Fig 5: ROC curves of X-SIR and SIR under CWRA and no attack.

Text quality

Fig 6: Text quality of X-SIR and SIR.


We first analyze two key factors essential for achieving cross-lingual consistency (detailed in the paper). By addressing these two factors, our defense method, X-SIR, significantly improves the AUC and text quality under CWRA (Fig 5 and Fig 6).

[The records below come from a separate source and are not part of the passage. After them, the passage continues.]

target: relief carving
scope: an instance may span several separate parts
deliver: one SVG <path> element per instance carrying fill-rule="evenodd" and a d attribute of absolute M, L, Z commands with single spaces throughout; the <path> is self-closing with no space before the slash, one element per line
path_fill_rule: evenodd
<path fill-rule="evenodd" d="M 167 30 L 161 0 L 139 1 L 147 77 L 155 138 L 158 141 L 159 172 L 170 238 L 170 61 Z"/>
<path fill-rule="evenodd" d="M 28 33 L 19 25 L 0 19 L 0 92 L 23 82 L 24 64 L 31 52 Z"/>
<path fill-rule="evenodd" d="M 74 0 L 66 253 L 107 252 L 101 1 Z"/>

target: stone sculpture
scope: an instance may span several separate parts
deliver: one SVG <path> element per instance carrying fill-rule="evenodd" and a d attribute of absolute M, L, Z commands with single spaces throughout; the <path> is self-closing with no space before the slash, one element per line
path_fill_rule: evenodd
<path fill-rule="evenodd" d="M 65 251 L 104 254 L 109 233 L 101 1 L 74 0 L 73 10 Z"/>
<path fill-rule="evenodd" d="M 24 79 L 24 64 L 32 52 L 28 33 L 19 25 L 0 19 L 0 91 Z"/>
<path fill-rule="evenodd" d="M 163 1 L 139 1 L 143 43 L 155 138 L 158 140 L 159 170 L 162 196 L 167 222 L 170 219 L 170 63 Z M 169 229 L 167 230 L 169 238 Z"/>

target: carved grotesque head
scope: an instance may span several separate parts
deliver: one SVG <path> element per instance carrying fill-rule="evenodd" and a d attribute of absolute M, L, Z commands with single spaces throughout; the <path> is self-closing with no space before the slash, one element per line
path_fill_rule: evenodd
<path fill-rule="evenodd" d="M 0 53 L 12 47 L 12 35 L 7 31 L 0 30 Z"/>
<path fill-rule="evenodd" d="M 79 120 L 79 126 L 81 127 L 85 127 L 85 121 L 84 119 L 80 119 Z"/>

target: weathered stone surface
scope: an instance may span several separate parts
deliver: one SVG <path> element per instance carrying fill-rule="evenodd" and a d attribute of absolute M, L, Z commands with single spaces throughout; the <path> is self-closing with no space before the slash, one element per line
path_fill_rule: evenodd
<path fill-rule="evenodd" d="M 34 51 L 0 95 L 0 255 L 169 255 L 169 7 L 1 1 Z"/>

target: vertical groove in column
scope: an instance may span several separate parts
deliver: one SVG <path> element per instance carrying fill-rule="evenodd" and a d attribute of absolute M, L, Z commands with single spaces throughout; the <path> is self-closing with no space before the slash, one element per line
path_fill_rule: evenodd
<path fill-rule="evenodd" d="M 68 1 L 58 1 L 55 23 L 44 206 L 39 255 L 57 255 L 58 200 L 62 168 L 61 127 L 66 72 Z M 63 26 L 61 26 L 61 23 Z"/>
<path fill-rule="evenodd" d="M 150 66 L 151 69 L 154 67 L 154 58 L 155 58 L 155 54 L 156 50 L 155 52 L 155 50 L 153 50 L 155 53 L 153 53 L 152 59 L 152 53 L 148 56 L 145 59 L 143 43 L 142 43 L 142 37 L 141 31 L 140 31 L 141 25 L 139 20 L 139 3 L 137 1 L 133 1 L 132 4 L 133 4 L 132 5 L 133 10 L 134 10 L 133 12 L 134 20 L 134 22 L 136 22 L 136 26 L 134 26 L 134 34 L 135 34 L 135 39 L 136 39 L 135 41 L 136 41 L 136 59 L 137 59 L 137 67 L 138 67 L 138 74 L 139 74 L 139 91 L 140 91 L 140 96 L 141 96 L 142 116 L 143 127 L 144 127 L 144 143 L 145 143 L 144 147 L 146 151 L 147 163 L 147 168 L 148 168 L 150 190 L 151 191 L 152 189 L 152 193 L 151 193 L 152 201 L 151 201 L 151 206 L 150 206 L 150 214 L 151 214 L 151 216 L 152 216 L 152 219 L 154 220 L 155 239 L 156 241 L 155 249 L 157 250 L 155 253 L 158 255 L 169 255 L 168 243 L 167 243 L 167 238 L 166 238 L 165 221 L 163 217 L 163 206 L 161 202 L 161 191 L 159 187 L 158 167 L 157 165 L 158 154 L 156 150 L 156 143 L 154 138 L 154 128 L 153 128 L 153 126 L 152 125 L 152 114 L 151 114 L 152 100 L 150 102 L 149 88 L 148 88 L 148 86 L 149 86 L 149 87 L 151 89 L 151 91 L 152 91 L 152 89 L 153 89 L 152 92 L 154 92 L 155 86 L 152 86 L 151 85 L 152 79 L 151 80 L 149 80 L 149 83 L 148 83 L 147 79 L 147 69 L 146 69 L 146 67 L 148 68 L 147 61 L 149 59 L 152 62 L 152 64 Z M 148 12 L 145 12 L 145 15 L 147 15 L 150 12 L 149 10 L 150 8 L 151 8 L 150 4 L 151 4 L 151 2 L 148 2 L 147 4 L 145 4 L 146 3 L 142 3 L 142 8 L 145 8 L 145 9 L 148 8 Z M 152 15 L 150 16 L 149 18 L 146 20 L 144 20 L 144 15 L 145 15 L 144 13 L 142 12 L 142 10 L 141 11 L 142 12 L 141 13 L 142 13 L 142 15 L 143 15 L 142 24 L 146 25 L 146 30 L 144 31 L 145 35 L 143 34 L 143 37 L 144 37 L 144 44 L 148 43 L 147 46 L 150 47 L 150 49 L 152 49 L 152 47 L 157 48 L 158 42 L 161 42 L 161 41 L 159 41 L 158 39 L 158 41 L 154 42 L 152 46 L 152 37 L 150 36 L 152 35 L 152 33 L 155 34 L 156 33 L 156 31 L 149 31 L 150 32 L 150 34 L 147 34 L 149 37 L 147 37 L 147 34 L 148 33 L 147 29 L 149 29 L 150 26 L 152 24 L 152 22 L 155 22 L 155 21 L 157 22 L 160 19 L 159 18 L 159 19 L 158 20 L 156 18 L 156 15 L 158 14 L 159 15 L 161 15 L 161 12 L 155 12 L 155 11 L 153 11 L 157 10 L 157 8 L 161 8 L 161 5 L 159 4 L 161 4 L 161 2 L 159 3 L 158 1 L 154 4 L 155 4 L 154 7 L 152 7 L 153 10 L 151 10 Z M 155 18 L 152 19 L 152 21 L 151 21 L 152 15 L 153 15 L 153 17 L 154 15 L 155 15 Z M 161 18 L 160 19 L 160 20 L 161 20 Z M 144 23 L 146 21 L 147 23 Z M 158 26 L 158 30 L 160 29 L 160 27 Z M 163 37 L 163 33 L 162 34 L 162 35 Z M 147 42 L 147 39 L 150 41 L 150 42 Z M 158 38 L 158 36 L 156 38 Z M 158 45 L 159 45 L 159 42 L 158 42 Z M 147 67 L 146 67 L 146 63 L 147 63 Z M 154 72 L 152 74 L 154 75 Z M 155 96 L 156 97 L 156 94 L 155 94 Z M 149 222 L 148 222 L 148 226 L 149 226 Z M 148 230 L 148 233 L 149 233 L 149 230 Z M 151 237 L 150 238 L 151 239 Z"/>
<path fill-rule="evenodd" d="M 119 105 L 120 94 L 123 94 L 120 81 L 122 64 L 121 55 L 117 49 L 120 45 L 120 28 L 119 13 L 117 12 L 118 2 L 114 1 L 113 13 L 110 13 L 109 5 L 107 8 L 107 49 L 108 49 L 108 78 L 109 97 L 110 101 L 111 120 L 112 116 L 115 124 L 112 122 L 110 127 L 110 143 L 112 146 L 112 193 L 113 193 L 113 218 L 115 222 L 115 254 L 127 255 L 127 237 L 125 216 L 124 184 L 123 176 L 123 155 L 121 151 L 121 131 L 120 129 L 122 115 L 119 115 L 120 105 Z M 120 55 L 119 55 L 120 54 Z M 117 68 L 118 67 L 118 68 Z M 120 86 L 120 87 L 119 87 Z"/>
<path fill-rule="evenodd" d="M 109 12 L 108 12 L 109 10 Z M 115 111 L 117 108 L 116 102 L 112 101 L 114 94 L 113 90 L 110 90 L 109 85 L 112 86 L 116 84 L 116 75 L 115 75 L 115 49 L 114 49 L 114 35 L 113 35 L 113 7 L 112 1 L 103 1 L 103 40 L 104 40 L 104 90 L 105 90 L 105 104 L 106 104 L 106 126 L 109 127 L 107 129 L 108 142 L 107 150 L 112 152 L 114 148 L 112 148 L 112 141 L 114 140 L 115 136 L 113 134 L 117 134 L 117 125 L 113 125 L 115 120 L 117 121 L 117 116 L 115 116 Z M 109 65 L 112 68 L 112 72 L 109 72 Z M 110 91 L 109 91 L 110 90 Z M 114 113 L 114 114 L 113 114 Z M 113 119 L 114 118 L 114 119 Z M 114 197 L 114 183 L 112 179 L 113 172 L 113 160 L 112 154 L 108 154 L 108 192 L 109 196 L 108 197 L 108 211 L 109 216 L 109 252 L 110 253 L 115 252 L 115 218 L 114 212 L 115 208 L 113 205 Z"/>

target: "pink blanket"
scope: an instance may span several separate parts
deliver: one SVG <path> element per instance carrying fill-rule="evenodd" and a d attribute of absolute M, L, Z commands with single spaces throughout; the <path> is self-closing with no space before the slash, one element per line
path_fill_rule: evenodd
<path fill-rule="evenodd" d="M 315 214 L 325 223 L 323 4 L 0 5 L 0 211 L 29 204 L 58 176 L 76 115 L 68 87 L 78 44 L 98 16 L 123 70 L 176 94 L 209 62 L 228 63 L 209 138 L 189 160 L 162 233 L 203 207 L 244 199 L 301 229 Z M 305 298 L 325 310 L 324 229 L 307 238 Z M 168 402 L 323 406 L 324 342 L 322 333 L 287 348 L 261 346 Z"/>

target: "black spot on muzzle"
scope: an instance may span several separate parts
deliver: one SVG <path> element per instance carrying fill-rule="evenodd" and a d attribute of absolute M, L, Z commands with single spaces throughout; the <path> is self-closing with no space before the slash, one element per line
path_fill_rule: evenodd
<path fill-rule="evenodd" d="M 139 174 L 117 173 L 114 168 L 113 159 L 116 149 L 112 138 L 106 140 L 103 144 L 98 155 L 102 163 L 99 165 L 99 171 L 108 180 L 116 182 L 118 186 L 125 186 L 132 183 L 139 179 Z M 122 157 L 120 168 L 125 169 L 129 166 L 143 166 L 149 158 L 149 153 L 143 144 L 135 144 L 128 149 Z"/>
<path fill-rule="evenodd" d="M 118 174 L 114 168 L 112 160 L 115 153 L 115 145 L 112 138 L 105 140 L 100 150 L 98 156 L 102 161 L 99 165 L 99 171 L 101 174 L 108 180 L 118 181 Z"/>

However, the defense method still has limitations, and we call for further research to improve cross-lingual consistency in text watermarking.

BibTeX

@article{he2024can,
  title={Can Watermarks Survive Translation? On the Cross-lingual Consistency of Text Watermark for Large Language Models},
  author={He, Zhiwei and Zhou, Binglin and Hao, Hongkun and Liu, Aiwei and Wang, Xing and Tu, Zhaopeng and Zhang, Zhuosheng and Wang, Rui},
  journal={arXiv preprint arXiv:2402.14007},
  year={2024}
}

Reference

[1] John Kirchenbauer, Jonas Geiping, Yuxin Wen, Jonathan Katz, Ian Miers, and Tom Goldstein. A watermark for large language models. ICML 2023.

[2] Zhengmian Hu, Lichang Chen, Xidong Wu, Yihan Wu, Hongyang Zhang, Heng Huang. Unbiased Watermark for Large Language Models. arXiv 2023.

[3] Aiwei Liu, Leyi Pan, Xuming Hu, Shiao Meng, Lijie Wen. A Semantic Invariant Robust Watermark for Large Language Models. ICLR 2024.